To a certain amount, that makes sense. Simulators vs emulators are related in many ways, and the differences between them don’t always matter from the perspective of a test engineer.
A simulator is an environment that models but an emulator is one that duplicates the usage as on the original device or system. The simulator mimics the activity of the object that it is simulating.
An emulator is software that resembles the hardware and software of the target device on your computer. They do this by converting the ISA (Instruction Set Architecture) of the target device to the one used by the computer you are using to conduct testing using binary translation.
ISA is the set of guidelines that are written in Machine Language by each of the processor families, which they use to build their own device configuration depicting the functionality and behaviors of the device. By converting the ISA of the target mobile device into your computer, you can mimic the action your target device works, creating a virtual environment for testing.
However, these near-native capabilities of the object mobile device, that facilitate you to adjust the physical sensors, geolocation, etc. come at the cost of latency.
Android emulator, Galaxy emulator, and iPhone emulator (which is the wrong name for iOS Simulator actually) are some of the extensively used emulators for software testing.
A simulator is software that helps your computer run certain programs built for a different Operating System. They are mostly designed for iPhone and iPad devices, unlike Android devices that can be emulated easily.
The iOS simulators mimic iOS and run the appropriate application inside it, by sitting on top of the computer’s Operating System. But to run the iOS simulator, one demands to work on the macOS only, as it needs Apple’s native Cocoa API. This Cocoa API is necessary for the GUI, runtime, and many other operations.
This posture is an issue as developers have to either work on the MacBook or virtualize macOS on their existing systems.
Simulators unlike emulators, do not mimic hardware. Thus, one cannot investigate certain functionalities like cellular interrupts, battery usage, etc. while using simulators for testing.
The main thing for simulators vs emulators is that the case remains that simulators and emulators are different beasts. If you want to produce the very most of each type of software testing tool, it is important to understand what causes simulators different from emulators, and why you choose to use one or the other.
|Target Area||Operating System and Mobile device hardware, software.||Internal behavior of the mobile device|
|Contributed by||Emulators are contributed by device manufacturers||Simulators are contributed by device manufacturers and other companies|
|Internal Structure||Written in Machine-level assembly language||Written in High-level language|
|Suitable for Debugging||Emulators are reliable and more suitable for debugging||Simulators, on the other hand, are less dependable and not so applicable for debugging|
|Performance||Binary translation makes them slower due to inactivity||Simulators are rapid as there is no Binary Translation|
|Example||Android SDK||iOS Simulator|
On the other hand, emulators are very useful when you need to test how software interacts with underlying hardware or a combination of hardware and software.

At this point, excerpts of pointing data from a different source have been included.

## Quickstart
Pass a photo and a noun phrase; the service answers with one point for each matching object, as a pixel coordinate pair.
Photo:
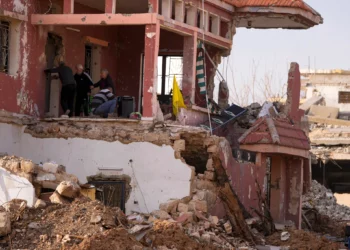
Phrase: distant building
(332, 85)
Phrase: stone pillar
(189, 68)
(153, 6)
(278, 188)
(294, 190)
(293, 94)
(307, 175)
(167, 8)
(110, 6)
(152, 34)
(68, 6)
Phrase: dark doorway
(268, 180)
(111, 193)
(88, 59)
(53, 52)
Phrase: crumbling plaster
(156, 176)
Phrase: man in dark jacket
(84, 83)
(105, 82)
(104, 103)
(66, 76)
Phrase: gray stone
(5, 224)
(68, 189)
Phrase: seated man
(104, 103)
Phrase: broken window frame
(4, 46)
(166, 74)
(344, 97)
(88, 59)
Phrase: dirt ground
(116, 239)
(322, 224)
(170, 235)
(70, 227)
(302, 240)
(44, 229)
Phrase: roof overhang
(276, 17)
(276, 149)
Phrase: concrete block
(324, 111)
(170, 206)
(214, 220)
(228, 227)
(27, 166)
(15, 187)
(185, 218)
(52, 167)
(182, 208)
(40, 204)
(209, 175)
(68, 189)
(212, 149)
(210, 165)
(56, 198)
(160, 214)
(179, 145)
(198, 205)
(309, 102)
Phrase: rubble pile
(49, 175)
(322, 199)
(81, 224)
(189, 217)
(250, 117)
(299, 239)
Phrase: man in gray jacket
(66, 76)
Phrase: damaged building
(327, 107)
(148, 162)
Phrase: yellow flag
(178, 100)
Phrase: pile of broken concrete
(66, 219)
(189, 216)
(322, 199)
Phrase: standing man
(84, 83)
(105, 82)
(66, 76)
(104, 103)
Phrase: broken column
(5, 224)
(294, 177)
(293, 94)
(189, 68)
(152, 34)
(110, 6)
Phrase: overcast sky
(271, 51)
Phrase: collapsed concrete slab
(15, 187)
(324, 111)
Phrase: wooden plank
(96, 41)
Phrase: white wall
(15, 187)
(329, 86)
(330, 95)
(156, 175)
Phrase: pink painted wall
(243, 176)
(25, 92)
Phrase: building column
(152, 35)
(68, 6)
(307, 175)
(189, 68)
(153, 6)
(110, 6)
(294, 190)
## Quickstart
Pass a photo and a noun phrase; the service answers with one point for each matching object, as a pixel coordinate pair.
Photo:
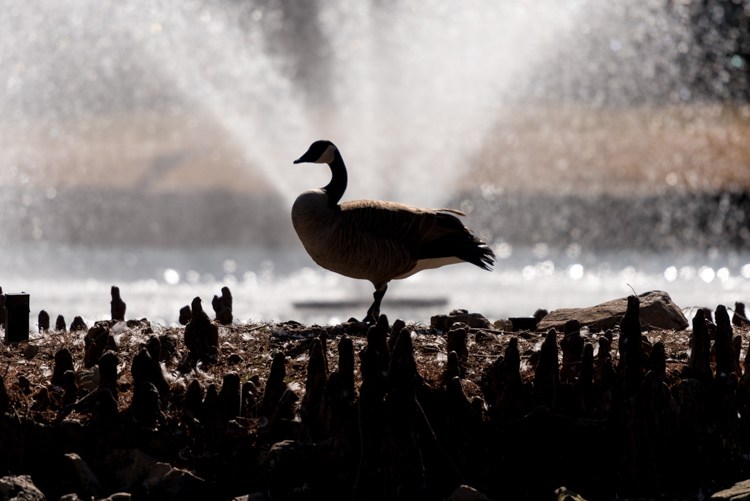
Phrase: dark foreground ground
(393, 411)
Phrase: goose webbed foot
(373, 313)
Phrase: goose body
(376, 240)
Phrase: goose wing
(422, 233)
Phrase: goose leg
(374, 311)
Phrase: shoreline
(494, 406)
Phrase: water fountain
(153, 145)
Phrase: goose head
(320, 152)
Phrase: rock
(222, 306)
(117, 305)
(467, 493)
(185, 315)
(30, 351)
(656, 310)
(565, 494)
(163, 481)
(78, 324)
(738, 492)
(88, 483)
(20, 487)
(63, 363)
(473, 320)
(129, 467)
(201, 335)
(43, 321)
(739, 317)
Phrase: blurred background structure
(597, 145)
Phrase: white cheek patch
(327, 156)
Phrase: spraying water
(150, 144)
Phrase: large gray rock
(738, 492)
(20, 487)
(656, 311)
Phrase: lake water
(279, 285)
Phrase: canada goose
(376, 240)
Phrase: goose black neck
(335, 189)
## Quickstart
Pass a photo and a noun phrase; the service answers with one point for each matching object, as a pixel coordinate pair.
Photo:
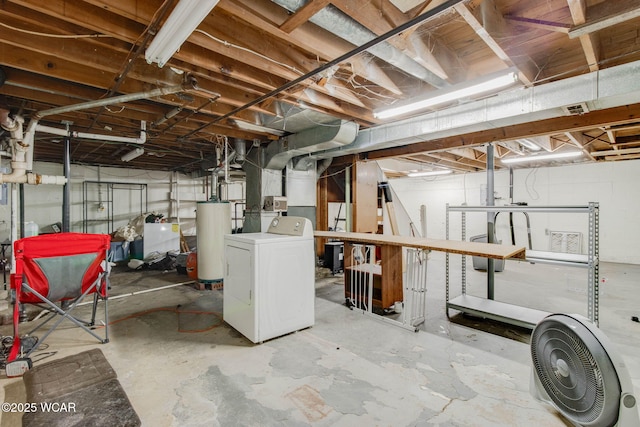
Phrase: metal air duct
(336, 134)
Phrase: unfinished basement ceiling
(246, 53)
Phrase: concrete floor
(181, 365)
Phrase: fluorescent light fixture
(452, 94)
(535, 158)
(429, 173)
(185, 18)
(132, 155)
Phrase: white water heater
(213, 221)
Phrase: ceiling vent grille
(576, 109)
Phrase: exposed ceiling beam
(490, 17)
(589, 43)
(578, 139)
(623, 151)
(625, 114)
(558, 27)
(303, 14)
(605, 15)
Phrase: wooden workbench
(388, 282)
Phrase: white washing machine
(269, 281)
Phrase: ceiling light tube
(185, 18)
(452, 94)
(534, 158)
(429, 173)
(132, 154)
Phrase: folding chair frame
(98, 287)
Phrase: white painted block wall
(614, 185)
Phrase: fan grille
(575, 371)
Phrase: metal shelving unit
(514, 314)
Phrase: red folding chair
(59, 268)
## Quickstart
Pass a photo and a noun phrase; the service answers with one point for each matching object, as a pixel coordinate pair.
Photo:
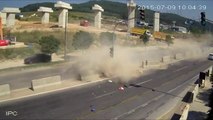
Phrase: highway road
(23, 78)
(140, 98)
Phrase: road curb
(50, 91)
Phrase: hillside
(118, 10)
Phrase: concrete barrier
(89, 77)
(194, 91)
(179, 56)
(4, 89)
(166, 59)
(188, 54)
(45, 82)
(185, 111)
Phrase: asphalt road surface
(140, 98)
(23, 78)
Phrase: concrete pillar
(10, 15)
(3, 18)
(63, 10)
(156, 22)
(46, 14)
(98, 9)
(131, 14)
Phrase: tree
(49, 44)
(82, 40)
(144, 38)
(169, 40)
(210, 115)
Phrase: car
(210, 57)
(38, 58)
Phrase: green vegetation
(49, 44)
(106, 38)
(14, 53)
(169, 40)
(82, 40)
(144, 38)
(115, 10)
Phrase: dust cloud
(124, 65)
(126, 62)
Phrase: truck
(161, 36)
(139, 31)
(4, 42)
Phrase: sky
(187, 8)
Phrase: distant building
(164, 27)
(179, 29)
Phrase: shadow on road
(196, 115)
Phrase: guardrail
(190, 96)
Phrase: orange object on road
(84, 23)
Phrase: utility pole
(1, 31)
(65, 34)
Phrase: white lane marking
(155, 99)
(144, 82)
(50, 91)
(116, 90)
(105, 94)
(180, 68)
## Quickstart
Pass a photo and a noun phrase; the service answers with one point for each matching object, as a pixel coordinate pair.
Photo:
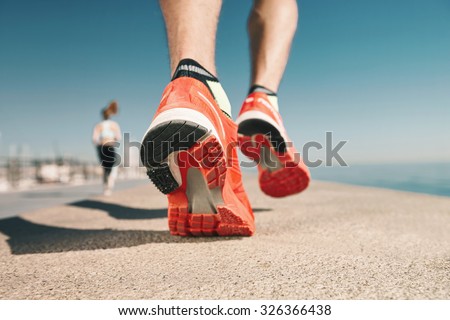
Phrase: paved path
(332, 242)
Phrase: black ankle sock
(193, 69)
(258, 88)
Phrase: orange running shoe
(262, 137)
(190, 154)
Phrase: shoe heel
(160, 142)
(207, 158)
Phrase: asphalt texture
(331, 242)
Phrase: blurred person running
(105, 136)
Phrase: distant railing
(21, 173)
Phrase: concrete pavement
(331, 242)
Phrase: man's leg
(189, 148)
(262, 137)
(271, 27)
(191, 30)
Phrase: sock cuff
(193, 69)
(259, 88)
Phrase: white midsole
(262, 116)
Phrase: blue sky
(375, 73)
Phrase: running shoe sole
(279, 176)
(185, 160)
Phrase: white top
(106, 131)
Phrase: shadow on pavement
(121, 212)
(26, 237)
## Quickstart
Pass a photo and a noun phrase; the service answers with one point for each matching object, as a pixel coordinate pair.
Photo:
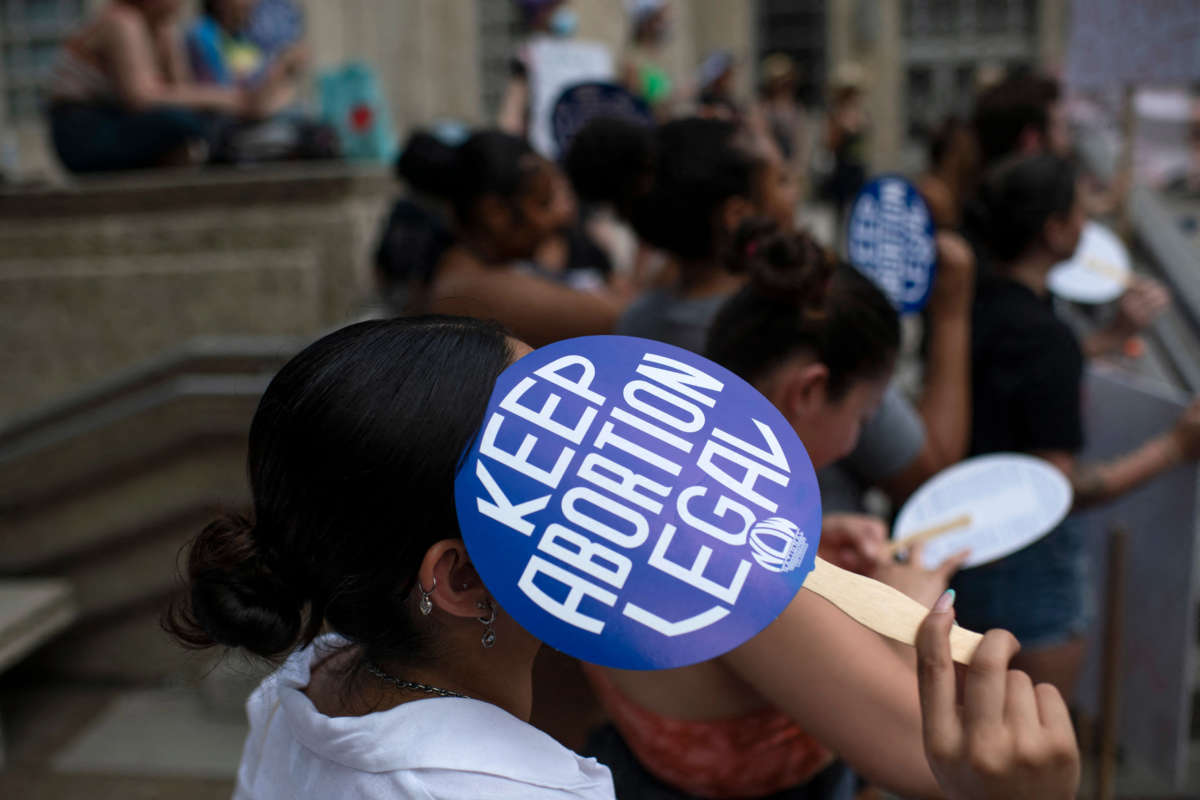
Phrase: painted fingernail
(945, 603)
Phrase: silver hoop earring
(489, 637)
(426, 602)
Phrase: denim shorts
(1039, 594)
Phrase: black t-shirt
(1027, 372)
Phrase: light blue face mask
(564, 22)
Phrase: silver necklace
(400, 683)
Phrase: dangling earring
(426, 603)
(489, 637)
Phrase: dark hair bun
(429, 164)
(237, 599)
(791, 268)
(1017, 198)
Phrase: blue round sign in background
(583, 102)
(891, 240)
(635, 505)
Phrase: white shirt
(437, 749)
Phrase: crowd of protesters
(681, 227)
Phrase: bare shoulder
(705, 691)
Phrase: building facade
(449, 58)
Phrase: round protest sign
(891, 240)
(635, 505)
(991, 505)
(1097, 272)
(583, 102)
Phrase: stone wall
(101, 276)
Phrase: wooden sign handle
(882, 608)
(933, 531)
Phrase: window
(798, 29)
(498, 35)
(30, 35)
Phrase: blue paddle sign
(635, 505)
(891, 240)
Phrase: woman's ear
(450, 579)
(1060, 236)
(802, 392)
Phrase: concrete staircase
(105, 488)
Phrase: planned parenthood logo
(891, 240)
(635, 505)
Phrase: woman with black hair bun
(508, 203)
(424, 685)
(708, 176)
(1027, 371)
(820, 341)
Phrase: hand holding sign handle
(886, 611)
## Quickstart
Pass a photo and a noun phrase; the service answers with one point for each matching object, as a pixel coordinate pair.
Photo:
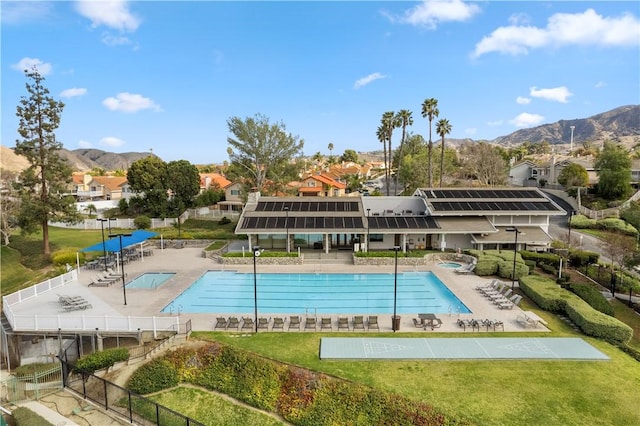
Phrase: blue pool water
(232, 292)
(150, 280)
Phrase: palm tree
(430, 110)
(406, 119)
(443, 127)
(390, 121)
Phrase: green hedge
(593, 297)
(546, 294)
(301, 397)
(102, 359)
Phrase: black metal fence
(111, 397)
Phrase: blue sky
(166, 76)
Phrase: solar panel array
(469, 206)
(298, 223)
(484, 193)
(308, 206)
(402, 222)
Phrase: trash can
(396, 323)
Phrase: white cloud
(368, 79)
(563, 29)
(558, 94)
(114, 14)
(73, 92)
(43, 68)
(130, 102)
(430, 13)
(526, 120)
(111, 142)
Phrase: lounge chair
(233, 323)
(372, 322)
(472, 324)
(247, 324)
(294, 322)
(278, 324)
(310, 323)
(509, 304)
(343, 323)
(358, 323)
(263, 323)
(325, 323)
(221, 323)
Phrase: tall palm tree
(406, 119)
(443, 127)
(390, 121)
(430, 110)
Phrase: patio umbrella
(113, 244)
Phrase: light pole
(286, 210)
(104, 247)
(395, 323)
(368, 225)
(256, 253)
(515, 252)
(124, 287)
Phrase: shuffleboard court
(458, 348)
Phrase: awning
(113, 244)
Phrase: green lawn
(211, 409)
(497, 392)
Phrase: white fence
(77, 323)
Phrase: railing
(32, 386)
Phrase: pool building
(432, 218)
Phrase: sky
(166, 76)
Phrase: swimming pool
(232, 292)
(150, 280)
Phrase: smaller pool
(150, 280)
(450, 265)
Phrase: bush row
(300, 396)
(607, 224)
(593, 297)
(101, 359)
(546, 294)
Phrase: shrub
(102, 359)
(593, 297)
(62, 257)
(154, 376)
(142, 222)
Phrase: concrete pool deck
(189, 265)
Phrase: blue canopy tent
(113, 244)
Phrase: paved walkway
(189, 265)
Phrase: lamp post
(395, 321)
(124, 287)
(368, 224)
(515, 252)
(286, 210)
(256, 253)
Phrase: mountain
(620, 125)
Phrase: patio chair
(372, 322)
(294, 322)
(263, 323)
(247, 324)
(325, 323)
(233, 323)
(358, 323)
(310, 323)
(221, 324)
(343, 323)
(278, 324)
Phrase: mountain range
(621, 125)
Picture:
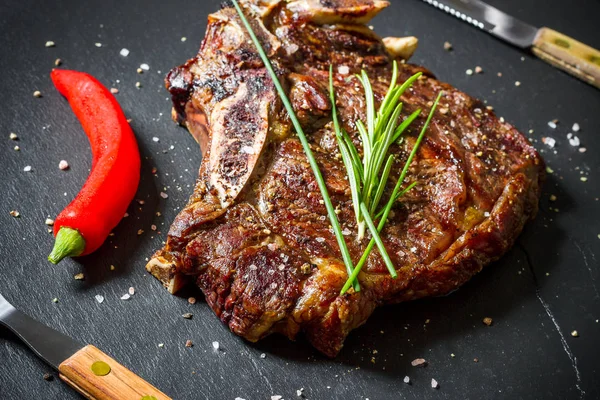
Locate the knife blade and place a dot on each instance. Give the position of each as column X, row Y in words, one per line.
column 85, row 368
column 557, row 49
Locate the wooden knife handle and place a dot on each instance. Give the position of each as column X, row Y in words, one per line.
column 568, row 54
column 97, row 376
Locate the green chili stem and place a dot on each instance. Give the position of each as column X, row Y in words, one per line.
column 68, row 243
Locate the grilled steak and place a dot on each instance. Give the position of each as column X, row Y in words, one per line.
column 255, row 236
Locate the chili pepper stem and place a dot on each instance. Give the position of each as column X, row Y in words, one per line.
column 69, row 243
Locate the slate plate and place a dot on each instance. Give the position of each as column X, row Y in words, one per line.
column 537, row 294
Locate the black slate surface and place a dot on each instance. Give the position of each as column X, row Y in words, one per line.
column 537, row 294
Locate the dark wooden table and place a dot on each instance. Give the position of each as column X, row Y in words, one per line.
column 541, row 291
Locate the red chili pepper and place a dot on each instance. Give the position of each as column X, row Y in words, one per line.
column 83, row 225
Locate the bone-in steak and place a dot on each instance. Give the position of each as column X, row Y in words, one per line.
column 255, row 236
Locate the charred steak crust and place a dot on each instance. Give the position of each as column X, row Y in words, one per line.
column 255, row 236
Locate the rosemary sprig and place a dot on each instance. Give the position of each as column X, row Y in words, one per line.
column 396, row 194
column 368, row 177
column 311, row 158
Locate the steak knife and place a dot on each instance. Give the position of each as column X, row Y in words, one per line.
column 85, row 368
column 557, row 49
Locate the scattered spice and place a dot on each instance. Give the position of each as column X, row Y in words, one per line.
column 418, row 362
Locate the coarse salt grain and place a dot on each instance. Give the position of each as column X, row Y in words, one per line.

Do you want to know even if a firmware update will cause problems for your application? An emulator can help you encounter that out. Or maybe you need to know how your application executes using different types of CPUs or different memory allocations. These are also scenarios where emulators come at hand.
Commonly, simulators are best for software testing scenarios in which you are focused on making sure that an application executes as expected when interacting with external applications or environments.
For example, you may want to test an app’s ability to send data to other applications. A simulated environment will routinely satisfy this because the underlying hardware configuration is unlikely to have much of an impact on data transactions for your application. Similarly, if you want to make sure that an application’s interface displays accurately under different screen resolutions, simulated testing environments are convenient.
A simulator contributes a fast and easy way to set up a software environment for application testing aims without mimicking actual hardware. An emulator picks up things a step further by emulating software as well as hardware configurations. Both types of testing platforms are useful when you need to test code instantly across a large range of variations. But neither is an entire substitute for real-device testing, which you should also execute at critical points, such as just before the deliverance of software into production.